Cyrus McCormick influenced the location of the railroad and in 1881 donated 40 acres of land for a town. By 1883, this town had a population of 200 people, and cotton gins and shipping were the major economic activities. In 1898, the McCormick's conveyed this portion of land to the railroad for construction of a steam-powered cotton seed oil mill and cotton gin.
After the invention of the cotton gin in 1793, the south became dependent on the one-crop economy of cotton. With the developing railroad system, which allowed more cotton to reach the marketplace, and introduction of textile manufacturing in the 1880s, the economy continued to be dominated by the growth, milling, and shipping of cotton products. Cottonseed, a byproduct of the ginning process, was viewed as having little value other than feed for livestock.

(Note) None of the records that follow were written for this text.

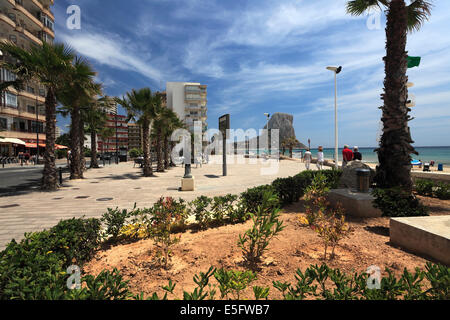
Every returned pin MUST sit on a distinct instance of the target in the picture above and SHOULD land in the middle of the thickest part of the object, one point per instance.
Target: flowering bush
(164, 217)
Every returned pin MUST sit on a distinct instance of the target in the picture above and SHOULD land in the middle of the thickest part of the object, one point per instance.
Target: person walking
(307, 157)
(356, 154)
(347, 155)
(320, 158)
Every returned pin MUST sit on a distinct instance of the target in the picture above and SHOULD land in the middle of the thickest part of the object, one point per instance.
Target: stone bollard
(188, 182)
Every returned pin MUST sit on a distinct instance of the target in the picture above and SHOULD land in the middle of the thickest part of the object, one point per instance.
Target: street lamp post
(268, 132)
(336, 71)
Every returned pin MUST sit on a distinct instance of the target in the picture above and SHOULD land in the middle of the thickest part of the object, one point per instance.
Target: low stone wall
(434, 176)
(427, 236)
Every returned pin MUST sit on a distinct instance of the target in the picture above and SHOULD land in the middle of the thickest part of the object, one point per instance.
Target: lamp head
(335, 69)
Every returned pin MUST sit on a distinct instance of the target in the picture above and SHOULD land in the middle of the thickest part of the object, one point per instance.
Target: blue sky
(266, 56)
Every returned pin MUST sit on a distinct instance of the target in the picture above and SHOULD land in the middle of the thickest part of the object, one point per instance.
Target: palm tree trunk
(49, 179)
(148, 170)
(82, 157)
(159, 152)
(394, 153)
(166, 153)
(94, 162)
(75, 145)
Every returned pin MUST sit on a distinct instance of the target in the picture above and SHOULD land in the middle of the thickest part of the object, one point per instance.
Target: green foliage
(442, 191)
(424, 187)
(233, 282)
(35, 268)
(323, 282)
(200, 209)
(222, 207)
(115, 220)
(291, 189)
(266, 226)
(395, 202)
(164, 216)
(135, 153)
(430, 188)
(253, 198)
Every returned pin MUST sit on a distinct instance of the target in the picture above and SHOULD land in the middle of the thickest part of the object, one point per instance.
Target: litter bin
(363, 180)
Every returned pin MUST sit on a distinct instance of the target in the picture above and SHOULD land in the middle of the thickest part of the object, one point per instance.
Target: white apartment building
(189, 101)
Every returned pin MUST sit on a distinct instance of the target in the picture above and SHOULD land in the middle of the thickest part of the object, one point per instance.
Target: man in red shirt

By the time of the mill's transformation into a highly engineered plant utilizing steam power, the energy saving methods pioneered by Oliver Evans (1795) were widely implemented. Corn and wheat moved by cups and belts (vertically) and screw conveyors (horizontally) through the milling process. The plant only required two employees, one to power the boilers and engines and the second the run the mill. The related lumberyard (owned by M.G. and J.J. Dorn) across the tracks to the northeast continued to provide sawdust/shavings as fuel for the steam plants. When the milling production ceased in the 1940s, the steam engines powered the cotton gin into the 1950s.
Loss of Productivity
Planters continued to meet the industrial demands and paid little attention to land conservation practices which reduced the natural productivity of the soil. In 1919 the boil weevil introduced yet another disastrous problem.

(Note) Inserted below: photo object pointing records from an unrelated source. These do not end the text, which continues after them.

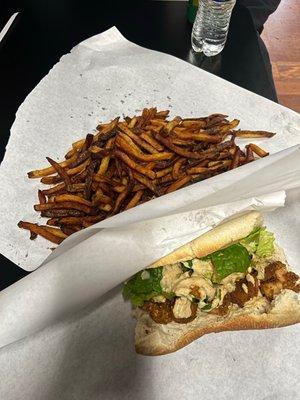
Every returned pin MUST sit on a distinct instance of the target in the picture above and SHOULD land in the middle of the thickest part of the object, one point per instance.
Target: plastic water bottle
(211, 26)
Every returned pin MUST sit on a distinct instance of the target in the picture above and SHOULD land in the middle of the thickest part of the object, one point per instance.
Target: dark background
(46, 29)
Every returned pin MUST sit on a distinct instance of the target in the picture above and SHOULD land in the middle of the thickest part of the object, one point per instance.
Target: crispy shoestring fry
(126, 163)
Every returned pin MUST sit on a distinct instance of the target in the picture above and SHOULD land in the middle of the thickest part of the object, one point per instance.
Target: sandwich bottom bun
(155, 339)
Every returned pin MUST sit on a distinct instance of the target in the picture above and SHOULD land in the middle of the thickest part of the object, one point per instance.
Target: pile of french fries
(126, 163)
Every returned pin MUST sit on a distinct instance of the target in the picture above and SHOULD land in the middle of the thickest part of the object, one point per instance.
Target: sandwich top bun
(222, 236)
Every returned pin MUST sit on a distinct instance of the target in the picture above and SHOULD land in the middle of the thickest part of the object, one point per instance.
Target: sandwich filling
(231, 277)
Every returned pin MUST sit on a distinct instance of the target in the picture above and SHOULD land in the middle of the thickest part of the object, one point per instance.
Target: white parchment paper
(101, 78)
(90, 355)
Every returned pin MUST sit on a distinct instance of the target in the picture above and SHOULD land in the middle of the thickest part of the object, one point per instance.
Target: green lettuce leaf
(138, 290)
(259, 242)
(265, 245)
(232, 259)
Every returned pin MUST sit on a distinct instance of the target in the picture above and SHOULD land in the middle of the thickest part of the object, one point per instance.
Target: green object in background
(192, 10)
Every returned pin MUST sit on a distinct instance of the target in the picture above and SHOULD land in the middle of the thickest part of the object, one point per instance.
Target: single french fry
(196, 170)
(71, 197)
(163, 172)
(135, 199)
(150, 139)
(249, 154)
(176, 168)
(132, 150)
(39, 173)
(42, 197)
(137, 139)
(179, 183)
(145, 181)
(63, 205)
(258, 150)
(61, 213)
(38, 230)
(60, 170)
(105, 160)
(55, 231)
(133, 165)
(55, 189)
(203, 137)
(254, 134)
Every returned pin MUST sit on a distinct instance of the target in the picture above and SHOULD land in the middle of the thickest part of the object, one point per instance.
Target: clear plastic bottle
(211, 26)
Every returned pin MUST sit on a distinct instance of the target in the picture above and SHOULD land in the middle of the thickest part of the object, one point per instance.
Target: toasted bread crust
(239, 322)
(221, 236)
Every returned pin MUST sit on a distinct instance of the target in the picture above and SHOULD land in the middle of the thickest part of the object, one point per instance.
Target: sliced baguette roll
(157, 339)
(221, 236)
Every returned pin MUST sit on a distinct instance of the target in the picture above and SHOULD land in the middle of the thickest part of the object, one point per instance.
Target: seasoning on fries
(126, 163)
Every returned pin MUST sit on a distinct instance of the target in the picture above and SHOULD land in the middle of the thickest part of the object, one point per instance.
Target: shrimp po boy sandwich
(233, 277)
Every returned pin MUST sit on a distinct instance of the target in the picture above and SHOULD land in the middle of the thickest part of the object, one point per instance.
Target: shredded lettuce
(259, 242)
(138, 290)
(186, 265)
(232, 259)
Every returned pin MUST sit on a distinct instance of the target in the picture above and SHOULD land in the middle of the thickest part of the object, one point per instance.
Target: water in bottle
(211, 26)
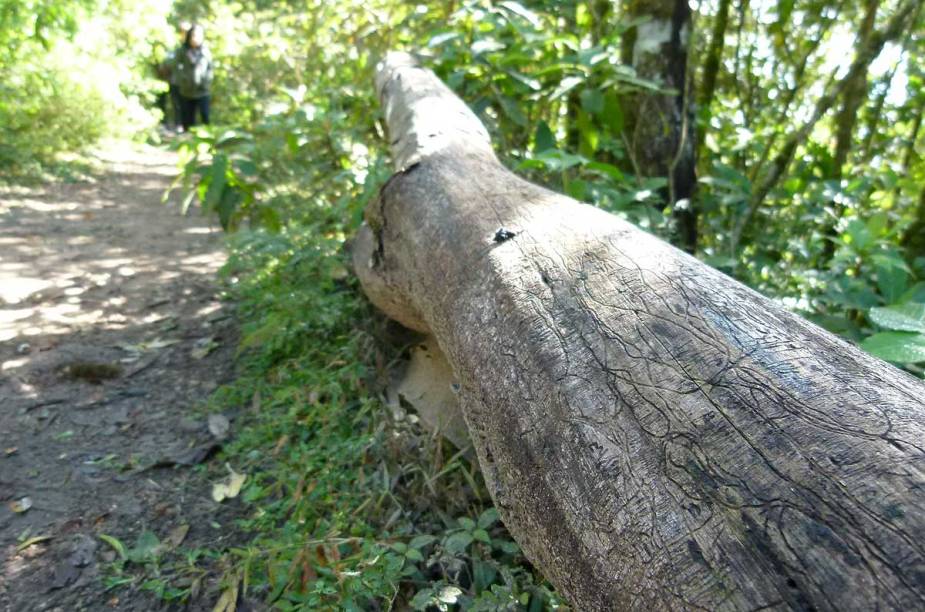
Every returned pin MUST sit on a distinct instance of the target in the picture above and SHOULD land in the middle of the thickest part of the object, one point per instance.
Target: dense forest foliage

In response to the destruction of the main money crop, farmers finally made efforts towards crop diversification and livestock production. In the early 1920s, M.G. & J.J. Dorn (great-nephews of "Billy" Dorn) converted the mill for the production of meal, flour, and animal feed.
The cottonseed oil industry attained commercial importance in the South in the 1880s. The industry used the seed (a by product of cotton ginning) to produce marketable commodities such as: seed hulls for stock feed or fuel; linters for stuffing mattresses and pillows; and crude seed oil refined as edible oil.